JMP Blog

Chelsea-Parlett · May 23, 2017 12:51 PM

If you have ever taken any statistics or science classes, you’ve probably heard the term “p-value.” Technically, the p means probability: A p-value is the probability of something happening, but I want to tell you that p can stand for a lot of things like Probability, Perplexing, and Part.

Probability

Let’s start with the technical stuff. When we do a hypothesis test, the first thing we do is assume that the null hypothesis is true.Then we collect some data. I’m interested in whether there is a difference between the airspeed velocity of African vs. European swallows. I grab my bird-catching kit and get a bunch of birds, measure their air speed velocity, and find that on average African swallows are 5 mph faster than their European counterparts.
Then I ask “if there were no difference between African and European swallows and I just grab some birds at random, what percent of the time am I going to get two groups of swallows with an average difference greater than 5 mph?” The probability of that happening is my p-value: the probability of getting a value as extreme or more extreme than my data — assuming that the null hypothesis is true.

But how do we know how likely all these things are? For each test statistic, we have a distribution. To name a few, we have a z-distribution, t-distribution, F-distribution, and Chi squared-distribution. All of them have different shapes — some even change depending on how big our sample size is — but they all tell us the relative probability of getting all the different values for each test statistic.

So we calculate a test statistic — say a t-value — based on our data and then mentally draw a line at that value. Our p-value is the proportion of the distribution that is more extreme than that line.

It’s like a pie chart — or better yet a pie. Your p-value is the proportion of the null hypothesis pie you get in your slice. As your slice of pie gets smaller and smaller, you get more and more upset until it is so small that finally you say “screw this pie, I’ll go get some alternative hypothesis pie!”

Perplexing

Maybe it seems simple, but there has been a lot of controversy over the p-value lately. The problem stems from a widespread misunderstanding of the p-value. Here is a short list of things a p-value is not:

The probability that the null hypothesis is true.
The probability that your results are false if you get a significant p-value.
The probability that there actually is an effect if you get an insignificant p-value.
An indication of how practically significant your results are.
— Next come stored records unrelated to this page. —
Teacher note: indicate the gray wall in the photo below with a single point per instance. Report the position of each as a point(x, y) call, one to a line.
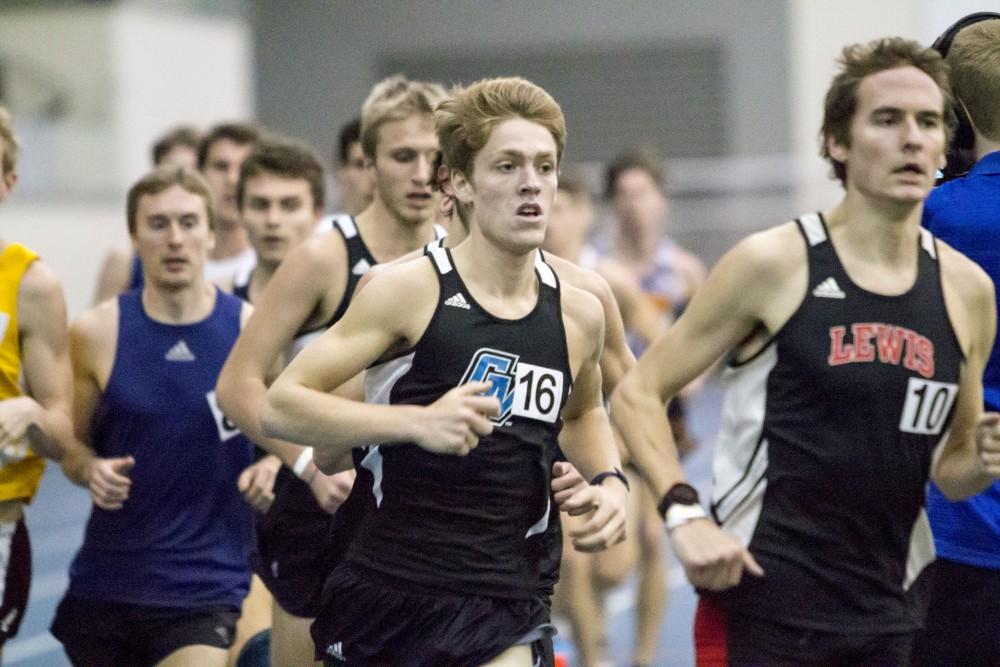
point(317, 59)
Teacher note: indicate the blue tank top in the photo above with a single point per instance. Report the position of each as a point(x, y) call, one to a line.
point(184, 535)
point(135, 280)
point(965, 214)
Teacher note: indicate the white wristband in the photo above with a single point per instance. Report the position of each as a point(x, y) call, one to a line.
point(679, 514)
point(300, 463)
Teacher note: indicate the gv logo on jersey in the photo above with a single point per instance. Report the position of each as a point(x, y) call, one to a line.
point(524, 390)
point(496, 367)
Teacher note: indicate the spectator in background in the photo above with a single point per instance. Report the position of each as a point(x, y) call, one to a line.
point(220, 156)
point(353, 175)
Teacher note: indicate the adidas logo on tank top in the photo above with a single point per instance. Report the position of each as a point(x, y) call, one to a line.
point(179, 352)
point(458, 301)
point(829, 289)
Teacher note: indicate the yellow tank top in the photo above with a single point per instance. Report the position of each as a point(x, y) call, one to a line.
point(20, 468)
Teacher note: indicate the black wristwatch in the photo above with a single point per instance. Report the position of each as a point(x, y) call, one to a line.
point(678, 494)
point(601, 476)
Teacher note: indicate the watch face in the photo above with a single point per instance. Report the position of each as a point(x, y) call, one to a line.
point(683, 494)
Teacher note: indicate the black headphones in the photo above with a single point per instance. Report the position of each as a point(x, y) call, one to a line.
point(960, 157)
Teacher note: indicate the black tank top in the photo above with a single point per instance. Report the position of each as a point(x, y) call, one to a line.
point(359, 260)
point(470, 525)
point(826, 445)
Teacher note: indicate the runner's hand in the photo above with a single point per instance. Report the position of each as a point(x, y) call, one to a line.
point(988, 443)
point(256, 482)
point(454, 423)
point(566, 480)
point(109, 482)
point(605, 526)
point(712, 558)
point(330, 491)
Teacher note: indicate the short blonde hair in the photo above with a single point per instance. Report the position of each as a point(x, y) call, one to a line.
point(974, 58)
point(396, 98)
point(9, 162)
point(164, 178)
point(465, 122)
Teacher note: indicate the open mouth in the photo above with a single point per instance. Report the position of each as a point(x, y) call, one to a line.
point(911, 168)
point(529, 210)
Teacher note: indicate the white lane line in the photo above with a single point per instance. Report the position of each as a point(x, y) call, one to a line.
point(30, 647)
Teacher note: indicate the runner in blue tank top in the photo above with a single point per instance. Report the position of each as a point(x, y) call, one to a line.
point(164, 565)
point(964, 612)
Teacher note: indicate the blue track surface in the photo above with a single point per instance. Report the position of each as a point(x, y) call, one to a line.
point(57, 517)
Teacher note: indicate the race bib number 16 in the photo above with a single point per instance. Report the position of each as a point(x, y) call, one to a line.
point(537, 392)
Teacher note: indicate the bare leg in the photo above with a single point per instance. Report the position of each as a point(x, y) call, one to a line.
point(515, 656)
point(576, 598)
point(291, 643)
point(256, 616)
point(651, 599)
point(197, 655)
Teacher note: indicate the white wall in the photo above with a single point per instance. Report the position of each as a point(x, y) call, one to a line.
point(818, 30)
point(318, 60)
point(132, 72)
point(70, 237)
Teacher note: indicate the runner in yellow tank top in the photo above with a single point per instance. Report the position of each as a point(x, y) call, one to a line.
point(35, 393)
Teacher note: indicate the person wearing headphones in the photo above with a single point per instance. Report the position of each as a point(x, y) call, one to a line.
point(964, 610)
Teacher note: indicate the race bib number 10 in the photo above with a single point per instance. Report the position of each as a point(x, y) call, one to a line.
point(927, 406)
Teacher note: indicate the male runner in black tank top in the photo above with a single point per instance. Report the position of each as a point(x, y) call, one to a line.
point(280, 196)
point(460, 585)
point(857, 344)
point(310, 288)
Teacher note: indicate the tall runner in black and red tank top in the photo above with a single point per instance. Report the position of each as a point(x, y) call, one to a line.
point(471, 355)
point(857, 343)
point(310, 287)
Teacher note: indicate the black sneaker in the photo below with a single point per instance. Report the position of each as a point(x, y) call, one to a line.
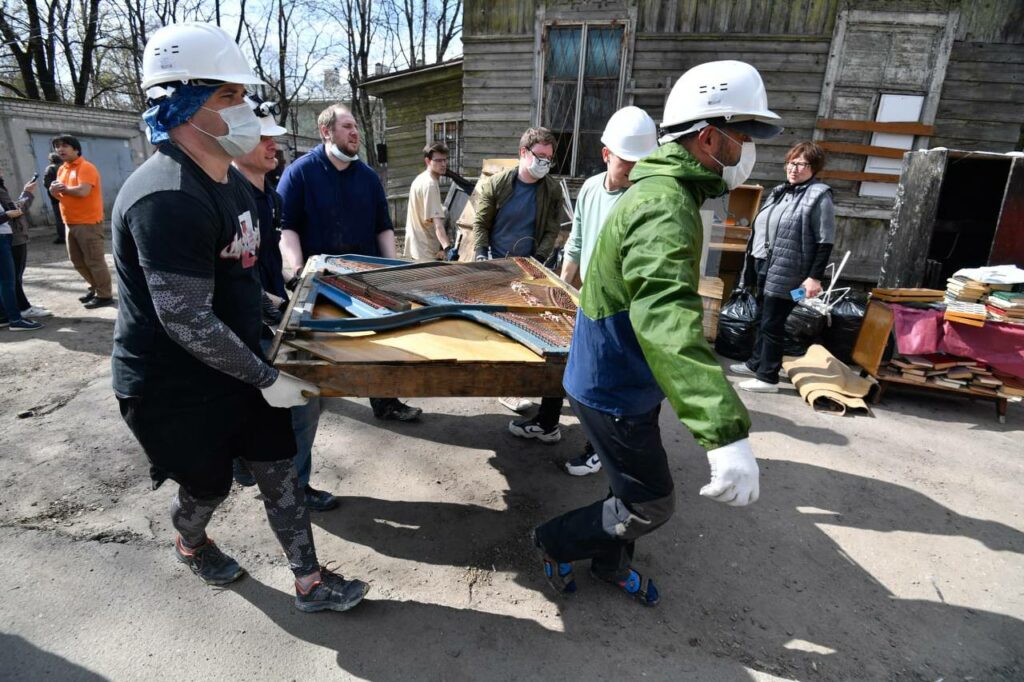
point(25, 325)
point(207, 561)
point(529, 428)
point(331, 593)
point(97, 302)
point(242, 474)
point(395, 409)
point(584, 465)
point(320, 500)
So why are p-values so perplexing? One reason is that they are not very intuitive. We want statistics to tell us the chance that our hypothesis is correct — or conversely the chance that the null hypothesis is incorrect — but that’s not what frequentist hypothesis tests tell you. In probability notation, this is:

However, frequentist tests tell us the probability of getting our data, given that the null hypothesis is true:

You can see that these two are not the same thing, but we treat P(data | H0) as a proxy for P(H0 | data), which contributes both to the confusion and to misstatements about what a significant p-value means. If p-values aren’t taught clearly, it get’s confusing, but there's a difference between the probability of being a child given that you’re at Chuck-E-Cheese, and the probability that you’re at Chuck-E-Cheese given that you’re a child.

Part

So what do we do? Do we go the way of some academic journals and scrap p-values? I argue no. The final p is part. P-values are only part of the picture that we need in order to understand our data and what they say about the world around us; they tell us how likely it is that something just happened by chance.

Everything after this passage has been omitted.